Örgütün şifreli haberleşme programı "ByLock"u telefonuna indirmediğini ve kullanmadığını öne süren K., "Üzerime atılı suçlamaları kabul etmiyorum. Uzun süren tutukluluğum sürecinde kişisel ve ailevi sorunlarım nedeniyle mağdur oldum. Ayrıca ekonomik olarak zarar gördüm. Tahliyemi ve beraatimi istiyorum" diye konuştu.

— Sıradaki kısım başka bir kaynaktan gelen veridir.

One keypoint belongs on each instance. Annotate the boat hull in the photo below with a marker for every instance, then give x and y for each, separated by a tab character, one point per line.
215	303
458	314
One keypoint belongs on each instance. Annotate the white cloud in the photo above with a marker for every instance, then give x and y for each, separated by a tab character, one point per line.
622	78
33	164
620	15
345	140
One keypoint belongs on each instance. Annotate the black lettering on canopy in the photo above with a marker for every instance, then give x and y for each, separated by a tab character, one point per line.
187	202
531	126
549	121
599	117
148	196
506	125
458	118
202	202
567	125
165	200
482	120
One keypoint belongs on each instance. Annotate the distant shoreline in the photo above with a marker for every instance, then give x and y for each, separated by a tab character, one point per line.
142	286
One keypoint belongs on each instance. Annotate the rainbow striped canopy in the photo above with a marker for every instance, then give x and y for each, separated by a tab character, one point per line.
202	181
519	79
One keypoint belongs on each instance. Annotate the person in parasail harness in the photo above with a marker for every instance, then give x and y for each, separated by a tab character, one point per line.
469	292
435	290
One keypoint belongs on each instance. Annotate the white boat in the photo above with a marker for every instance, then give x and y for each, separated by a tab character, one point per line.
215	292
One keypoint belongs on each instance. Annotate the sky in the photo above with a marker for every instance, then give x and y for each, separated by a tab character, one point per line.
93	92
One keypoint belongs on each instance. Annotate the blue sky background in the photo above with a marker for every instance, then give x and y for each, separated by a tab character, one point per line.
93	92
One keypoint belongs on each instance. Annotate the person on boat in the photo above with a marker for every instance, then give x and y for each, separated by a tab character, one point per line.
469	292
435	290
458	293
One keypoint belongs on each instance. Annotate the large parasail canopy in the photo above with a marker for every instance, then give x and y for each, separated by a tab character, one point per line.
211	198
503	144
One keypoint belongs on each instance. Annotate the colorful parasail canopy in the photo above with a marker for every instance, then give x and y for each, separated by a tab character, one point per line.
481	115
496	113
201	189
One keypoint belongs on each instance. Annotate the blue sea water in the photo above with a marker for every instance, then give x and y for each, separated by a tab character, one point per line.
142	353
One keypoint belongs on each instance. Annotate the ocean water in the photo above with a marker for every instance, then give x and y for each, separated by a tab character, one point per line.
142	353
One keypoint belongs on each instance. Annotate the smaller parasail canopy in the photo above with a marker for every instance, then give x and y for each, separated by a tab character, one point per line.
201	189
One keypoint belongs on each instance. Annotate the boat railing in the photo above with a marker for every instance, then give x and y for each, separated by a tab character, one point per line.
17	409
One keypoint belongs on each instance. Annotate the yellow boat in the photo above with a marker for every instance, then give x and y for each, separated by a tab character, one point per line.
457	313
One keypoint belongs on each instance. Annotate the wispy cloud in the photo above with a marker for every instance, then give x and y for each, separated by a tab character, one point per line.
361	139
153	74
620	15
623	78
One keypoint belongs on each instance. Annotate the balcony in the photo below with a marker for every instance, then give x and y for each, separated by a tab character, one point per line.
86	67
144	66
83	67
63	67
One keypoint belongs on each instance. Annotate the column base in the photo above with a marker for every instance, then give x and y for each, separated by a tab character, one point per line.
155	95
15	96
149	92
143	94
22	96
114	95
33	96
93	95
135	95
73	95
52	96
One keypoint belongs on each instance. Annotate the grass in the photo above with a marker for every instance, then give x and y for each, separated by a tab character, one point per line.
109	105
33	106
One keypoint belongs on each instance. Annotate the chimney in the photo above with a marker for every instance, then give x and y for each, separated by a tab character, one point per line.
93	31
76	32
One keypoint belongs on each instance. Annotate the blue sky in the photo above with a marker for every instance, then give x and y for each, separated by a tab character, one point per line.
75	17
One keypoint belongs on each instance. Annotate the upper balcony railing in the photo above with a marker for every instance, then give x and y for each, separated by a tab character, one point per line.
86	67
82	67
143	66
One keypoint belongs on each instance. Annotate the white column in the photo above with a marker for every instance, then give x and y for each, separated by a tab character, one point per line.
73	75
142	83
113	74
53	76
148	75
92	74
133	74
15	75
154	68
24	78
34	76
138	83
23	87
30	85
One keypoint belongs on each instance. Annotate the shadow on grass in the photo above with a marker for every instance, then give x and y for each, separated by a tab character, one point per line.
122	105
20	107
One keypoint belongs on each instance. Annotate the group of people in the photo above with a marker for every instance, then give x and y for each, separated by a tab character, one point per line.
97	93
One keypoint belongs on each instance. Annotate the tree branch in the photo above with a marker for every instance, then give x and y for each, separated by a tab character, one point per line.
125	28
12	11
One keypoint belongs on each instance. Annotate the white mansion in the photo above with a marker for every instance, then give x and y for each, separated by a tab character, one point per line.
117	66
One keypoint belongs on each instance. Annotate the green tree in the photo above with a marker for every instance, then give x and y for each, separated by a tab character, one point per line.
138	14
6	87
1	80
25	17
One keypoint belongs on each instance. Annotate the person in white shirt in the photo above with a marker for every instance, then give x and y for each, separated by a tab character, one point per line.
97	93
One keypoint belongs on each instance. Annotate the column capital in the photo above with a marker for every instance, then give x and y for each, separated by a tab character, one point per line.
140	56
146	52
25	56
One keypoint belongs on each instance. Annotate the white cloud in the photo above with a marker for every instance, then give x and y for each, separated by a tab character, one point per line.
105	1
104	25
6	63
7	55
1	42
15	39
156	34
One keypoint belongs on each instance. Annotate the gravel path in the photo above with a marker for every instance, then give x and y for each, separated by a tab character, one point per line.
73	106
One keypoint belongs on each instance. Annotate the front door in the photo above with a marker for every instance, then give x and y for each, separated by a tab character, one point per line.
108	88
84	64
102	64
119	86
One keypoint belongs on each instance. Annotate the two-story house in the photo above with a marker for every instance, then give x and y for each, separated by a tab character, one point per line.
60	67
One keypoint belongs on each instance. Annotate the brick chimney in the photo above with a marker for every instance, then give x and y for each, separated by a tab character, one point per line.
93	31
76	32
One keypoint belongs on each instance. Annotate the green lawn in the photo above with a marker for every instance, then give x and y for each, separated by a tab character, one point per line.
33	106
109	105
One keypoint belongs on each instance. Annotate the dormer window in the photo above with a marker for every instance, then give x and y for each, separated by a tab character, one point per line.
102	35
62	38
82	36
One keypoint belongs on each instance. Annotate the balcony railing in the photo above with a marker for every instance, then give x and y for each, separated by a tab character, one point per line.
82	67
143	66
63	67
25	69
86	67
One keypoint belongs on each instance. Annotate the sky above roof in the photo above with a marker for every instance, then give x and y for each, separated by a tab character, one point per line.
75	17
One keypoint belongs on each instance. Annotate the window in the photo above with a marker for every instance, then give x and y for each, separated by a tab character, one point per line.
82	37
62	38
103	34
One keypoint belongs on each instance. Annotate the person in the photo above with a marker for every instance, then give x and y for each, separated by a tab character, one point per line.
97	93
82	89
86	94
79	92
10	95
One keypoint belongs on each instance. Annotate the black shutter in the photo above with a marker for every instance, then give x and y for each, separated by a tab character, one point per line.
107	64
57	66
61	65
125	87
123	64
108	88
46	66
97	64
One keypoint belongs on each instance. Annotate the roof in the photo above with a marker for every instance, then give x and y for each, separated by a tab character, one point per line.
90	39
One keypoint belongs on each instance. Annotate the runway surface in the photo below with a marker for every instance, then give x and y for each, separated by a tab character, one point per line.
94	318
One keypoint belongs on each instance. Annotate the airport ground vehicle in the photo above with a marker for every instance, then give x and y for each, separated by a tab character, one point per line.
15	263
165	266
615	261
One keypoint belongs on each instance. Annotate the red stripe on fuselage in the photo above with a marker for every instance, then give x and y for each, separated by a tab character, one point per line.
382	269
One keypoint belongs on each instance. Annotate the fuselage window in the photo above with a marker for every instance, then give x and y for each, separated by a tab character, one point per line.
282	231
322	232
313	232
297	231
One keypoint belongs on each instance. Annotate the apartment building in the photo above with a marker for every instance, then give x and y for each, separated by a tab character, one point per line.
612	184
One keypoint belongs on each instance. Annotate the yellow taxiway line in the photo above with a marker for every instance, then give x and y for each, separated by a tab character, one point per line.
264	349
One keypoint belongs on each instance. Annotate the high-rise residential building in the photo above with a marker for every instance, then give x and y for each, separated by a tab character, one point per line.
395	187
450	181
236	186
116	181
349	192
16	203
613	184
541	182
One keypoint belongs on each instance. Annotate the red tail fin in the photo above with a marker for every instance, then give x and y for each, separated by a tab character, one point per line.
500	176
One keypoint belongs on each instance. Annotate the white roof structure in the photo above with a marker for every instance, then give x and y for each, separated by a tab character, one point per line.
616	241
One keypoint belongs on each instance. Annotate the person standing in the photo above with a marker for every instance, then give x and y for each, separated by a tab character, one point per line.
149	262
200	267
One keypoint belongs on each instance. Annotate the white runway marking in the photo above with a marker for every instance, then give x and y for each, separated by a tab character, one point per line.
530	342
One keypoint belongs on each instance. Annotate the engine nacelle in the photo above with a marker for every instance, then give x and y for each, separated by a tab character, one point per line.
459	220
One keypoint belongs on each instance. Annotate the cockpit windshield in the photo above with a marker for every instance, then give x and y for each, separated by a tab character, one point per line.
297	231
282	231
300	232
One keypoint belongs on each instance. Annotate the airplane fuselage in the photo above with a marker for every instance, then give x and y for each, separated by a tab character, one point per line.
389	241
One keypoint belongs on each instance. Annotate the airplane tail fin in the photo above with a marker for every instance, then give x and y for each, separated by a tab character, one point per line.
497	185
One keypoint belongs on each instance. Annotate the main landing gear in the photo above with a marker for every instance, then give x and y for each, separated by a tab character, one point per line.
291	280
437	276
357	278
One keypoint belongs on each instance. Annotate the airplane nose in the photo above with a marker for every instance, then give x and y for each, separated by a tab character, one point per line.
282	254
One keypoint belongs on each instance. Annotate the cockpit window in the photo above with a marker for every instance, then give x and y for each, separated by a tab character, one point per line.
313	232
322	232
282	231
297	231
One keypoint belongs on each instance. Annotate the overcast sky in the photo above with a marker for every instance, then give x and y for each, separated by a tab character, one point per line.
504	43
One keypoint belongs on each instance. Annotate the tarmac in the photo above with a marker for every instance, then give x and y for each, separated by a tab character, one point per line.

Sanık avukatı Yılmaz ise müvekkili hakkında tek suçlamanın "ByLock" iddiası olduğunu, bu nedenle terör örgütü üyesi olarak suçlandığını savunarak, şunları söyledi:

"Ancak terör örgütü üyeliği için failin eylemlerinde bir yoğunluk ve süreklilik olması gerekir. İddianamede atılı suçun maddi unsurları bulunmamaktadır. Aksi kabul edilse dahi suçun manevi unsuru yönünden de koşullar oluşmamıştır. Zira FETÖ/PDY yapılanmasının bir terör örgütü olduğu 15 Temmuz sürecinde anlaşılmıştır. Öncesinde bu yapının terör örgütü olarak nitelendirilmesi zaten söz konusu olmamıştır. Davanın tüm aşamasındaki savunmalarımızı tekrar ediyoruz. Müvekkilimin beraatini, mahkeme aksi kanaatte ise delillerin toplanmış olması dolayısıyla müvekkilimin kaçma ve delilleri karartma olasılığının söz konusu olmaması hususları dikkate alınarak, tahliyesini talep ediyoruz."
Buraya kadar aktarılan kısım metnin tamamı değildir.